Isaiah 14:12-14 reads: “‘O how you have fallen from heaven, you shining one, son of the dawn! How you have been cut down to the earth, you who were disabling the nations! As for you, you have said in your heart, ‘To the heavens I shall go up. Above the stars of God I shall lift up my throne, and I shall sit down upon the mountain of meeting, in the remotest parts of the north. I shall go up above the high places of the clouds; I shall make myself resemble the Most High.’”
The first application of Isaiah 14:12-14 is not to Satan the Devil, but is to the ruling dynasty of Babylonian kings beginning with Nebuchadnezzar and ending with Nabonidus and Belshazzar. This dynasty, referred to in Isa 14 verse 4 as the “king of Babylon,” exalted itself highly and shone brightly in the ancient world. Especially so did it desire to be superior to the line of kings that sat on the throne at Jerusalem. In Bible prophecy the kings of the royal line of David were likened to stars; and as these sat on the throne at Jerusalem called “Jehovah’s throne,” they had a brilliance, a royal glory. So, by desiring to make the Israelite kings mere vassals and by finally dethroning them and thus setting himself up above these royal “stars of God,” Babylon’s king was saying in his heart that his ambition was to go up to the heavens of Jehovah, lift his pagan throne up above the symbolic “stars of God” and seat himself on the northerly mountain where Israelites met with their God. In this way Babylon’s king would appear to put himself up above the God of Israel, whom he thus defied, challenged. When Nebuchadnezzar dethroned the “stars of God” at Jerusalem and over turned “Jehovah’s throne,” he may have appeared to himself and to the pagan world to have lifted himself heaven-high. (Compare Matthew 11:23.) So it was the “king of Babylon” who, by what he did to Zion or Jerusalem, had become the “shining one, son of the dawn.” But as ancient Babylon’s fall in 539 B.C.E. this ruling dynasty of Babylonian kings was dethroned, cut down. So rightly could Isaiah say of them: “How you have been cut down to the earth!”
However, the second application of Isaiah 14:12-14 is to Satan the Devil as the king of modern Babylon the Great, that world empire of false religion. Satan the Devil planned to exalt his throne above even the throne being given to God’s Son, Jesus Christ, in 1914. But in the conflict fought in the heavens from 1914 to 1918 the enthroned King Jesus Christ cast Satan out of the heavens down to the vicinity of the earth, debasing him. So of him Isaiah could prophetically state: “How you have been cut down to the earth!” Babylon the Great also had suffered a fall.
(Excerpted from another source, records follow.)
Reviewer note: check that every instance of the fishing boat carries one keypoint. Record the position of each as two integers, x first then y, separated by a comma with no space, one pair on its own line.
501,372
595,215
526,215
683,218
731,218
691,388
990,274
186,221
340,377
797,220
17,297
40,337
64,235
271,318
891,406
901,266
This was proved by the fact that in 1919 the captive remnant of spiritual Israel was set free, no longer in bondage to religious Babylon the Great and her king, Satan the Devil.
So while the first application of Isaiah 14:12-14 was to the literal, visible king of ancient Babylon, the modern-day application is to the invisible king of modern Babylon the Great, Satan the Devil, as symbolized by the ancient king of Babylon.